The way we produce our energy can have a significant effect on biodiversity – even renewables can have their impact. Like research recently indicated, solar farms, for example, can be integrated in such a way as to have a positive impact on local biodiversity.

Below the surface

Aquatic ecosystems – targeted by SDG 14 – are under pressure from pollution, warming waters and overfishing. It is important to reduce these pressures: in addition to sustaining the lives of billions of people through the food supply, the oceans and the species that compose them have a fundamental role in the global carbon cycle to help regulate temperatures over Earth.

As major global initiatives such as the High Level Panel for a Sustainable Ocean Economy seek to regenerate ecosystems around the world’s coasts, there are significant opportunities for investors in areas such as reducing plastic waste, offshore wind energy, wave and tidal power, sustainable aquaculture and alternative maritime transport. propulsion technologies.

Sustainable habitats such as seagrass beds can contribute to biodiversity and carbon sequestration. Interestingly, these ecosystems can provide ecosystem services such as remove plastic from the ocean. There are opportunities to reduce plastic production or develop technologies to prevent waterways from washing plastics and microplastics into the ocean.

In our cities

Greening cities, which are home to the majority of the world’s population, can help sequester CO2 while improving urban air and overall well-being. To research suggests that the lack of biodiversity in cities could affect human health by limiting the microbes to which individuals are exposed, thereby hampering their immune system’s ability to fight disease. Preserving biodiversity therefore has health benefits.

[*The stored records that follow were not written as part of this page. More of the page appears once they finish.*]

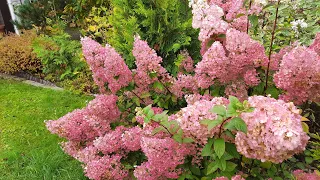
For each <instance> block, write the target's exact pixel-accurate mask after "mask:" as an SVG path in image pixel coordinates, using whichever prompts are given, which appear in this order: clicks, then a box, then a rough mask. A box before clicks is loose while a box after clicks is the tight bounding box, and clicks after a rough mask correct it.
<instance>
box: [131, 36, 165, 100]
mask: <svg viewBox="0 0 320 180" xmlns="http://www.w3.org/2000/svg"><path fill="white" fill-rule="evenodd" d="M132 53H133V55H134V57H135V58H136V66H137V69H136V70H135V75H134V81H135V83H136V85H137V86H138V89H137V90H136V92H137V93H139V94H140V93H142V92H146V91H149V85H151V84H153V83H154V82H156V81H161V83H165V82H168V81H171V77H170V75H169V74H168V73H167V70H166V69H165V68H164V67H162V66H161V62H162V58H161V57H159V56H158V55H157V53H156V51H155V50H154V49H151V48H150V47H149V45H148V43H147V42H146V41H143V40H141V39H140V37H139V36H136V37H135V41H134V45H133V50H132Z"/></svg>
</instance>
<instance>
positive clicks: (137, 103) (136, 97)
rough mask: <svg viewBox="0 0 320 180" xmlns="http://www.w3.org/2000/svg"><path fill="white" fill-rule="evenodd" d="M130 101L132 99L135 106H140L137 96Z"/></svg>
mask: <svg viewBox="0 0 320 180" xmlns="http://www.w3.org/2000/svg"><path fill="white" fill-rule="evenodd" d="M132 101H133V102H134V103H135V104H136V105H137V106H140V99H139V98H137V97H133V98H132Z"/></svg>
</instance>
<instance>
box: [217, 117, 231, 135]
mask: <svg viewBox="0 0 320 180" xmlns="http://www.w3.org/2000/svg"><path fill="white" fill-rule="evenodd" d="M229 119H231V118H227V119H225V120H224V121H223V122H222V124H221V126H220V128H219V136H218V137H219V138H220V137H221V134H222V128H223V125H224V123H225V122H227V121H228V120H229Z"/></svg>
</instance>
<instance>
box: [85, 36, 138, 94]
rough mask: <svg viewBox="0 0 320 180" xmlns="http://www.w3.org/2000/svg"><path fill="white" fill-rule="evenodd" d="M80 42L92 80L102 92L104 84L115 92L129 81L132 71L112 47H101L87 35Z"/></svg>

There are significant opportunities to improve air quality and reduce operational and incorporated carbon by natural and technological means in the construction and transportation sectors.

These are just a few of the areas where the financial sector can transfer capital. To tackle biodiversity loss, timely action is essential to provide a better environment for people around the world and the species they share it with.

To learn more about the serious challenges and opportunities presented by biodiversity loss, read Sustainable by nature: our biodiversity roadmap.

All opinions expressed herein are those of the author as of the date of publication, are based on available information, and are subject to change without notice. Individual portfolio management teams may have different opinions and make different investment decisions for different clients. This document does not constitute investment advice.

The value of investments and the income from them may go down as well as up and investors may not get their original stake back. Past performance is no guarantee of future returns.

Investment in emerging markets, or in specialized or small sectors is likely to be subject to above average volatility due to a high degree of concentration, greater uncertainty as less information is available. available, there is less liquidity or due to greater sensitivity to changes in market conditions (social, political and economic conditions).

Some emerging markets offer less security than the majority of international developed markets. For this reason, portfolio transaction, liquidation and custody services on behalf of funds invested in emerging markets may involve greater risk.